Re: [R] Different behavior of model.matrix between R 3.2 and R3.1.1

2015-06-15 Thread Therneau, Terry M., Ph.D.

Frank,
  I don't think there is any way to fix your problem except the way that I 
did it.

library(survival)
tdata - data.frame(y=c(1,3,3,5, 5,7, 7,9, 9,13),
x1=factor(letters[c(1,1,1,1,1,2,2,2,2,2)]),
x2= c(1,2,1,2,1,2,1,2,1,2))

fit1 - lm( y ~ x1 * strata(x2) - strata(x2), tdata)
coef(fit1)
   (Intercept)x1b x1a:strata(x2)x2=2 x1b:strata(x2)x2=2
  3.00   5.00   1.00   1.67

Your code is calling model.matrix with the same model frame and terms structure as the lm 
call above (I checked).  In your case you know that the underlying model has 2 intercepts 
(strata), one for the group with x2=1 and another for the group with x2=2, but how is the 
model.matrix routine supposed to guess that?  It can't, so model.matrix returns the proper 
result for the lm call.  As seen above the result is not singular, while for the Cox model 
it is singular due to the extra intercept.

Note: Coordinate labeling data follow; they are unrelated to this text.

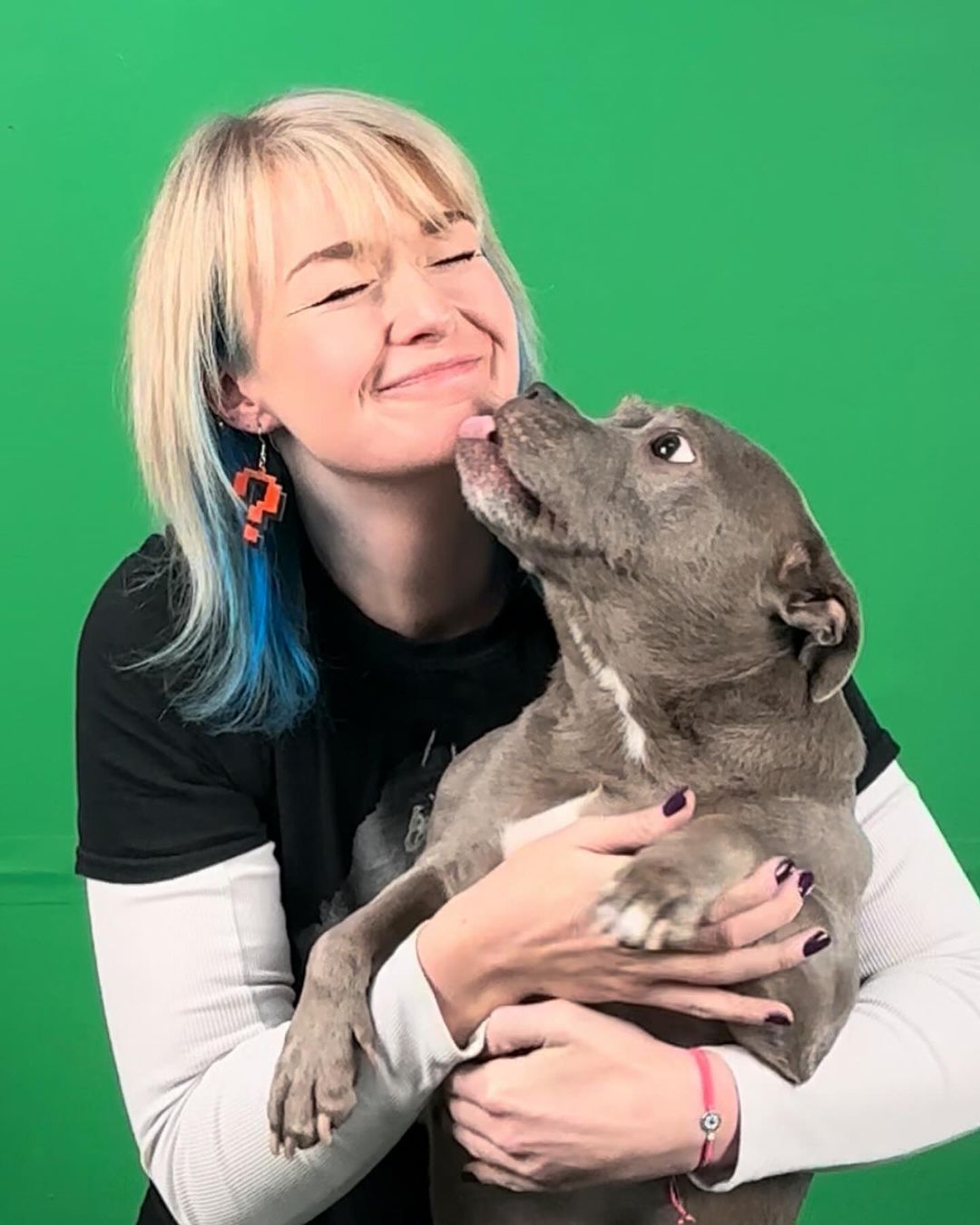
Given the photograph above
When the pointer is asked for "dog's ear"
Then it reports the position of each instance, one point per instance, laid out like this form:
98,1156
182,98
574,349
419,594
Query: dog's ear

This is simply an extension of leaving the intercept term in the model and then removing 
that column from the returned X matrix, which is necessary to have the correct coding for 
ordinary factor variables, something we've both done since day 1.  In order for 
model.matrix to do the right thing with interactions, it has to know how many intercepts 
there actually are.


I've come to the conclusion that the entire thrust of 'contrasts' in S was wrong headed, 
i.e., the remove redundant columns from the X matrix ahead of time logic.  It is simply 
not possible for the model.matrix routine to guess correctly for all y and x combinations, 
something that been acknowledged in R by changing the default for singular.ok to TRUE. 
Dealing with this after the fact via a good contrast function (a la SAS -- heresy!) would 
have been a much better design choice.  But as long as I'm in R the coxph routine tries to 
be a good citizen.


Terry T.

__
R-help@r-project.org mailing list -- To UNSUBSCRIBE and more, see
https://stat.ethz.ch/mailman/listinfo/r-help
PLEASE do read the posting guide http://www.R-project.org/posting-guide.html
and provide commented, minimal, self-contained, reproducible code.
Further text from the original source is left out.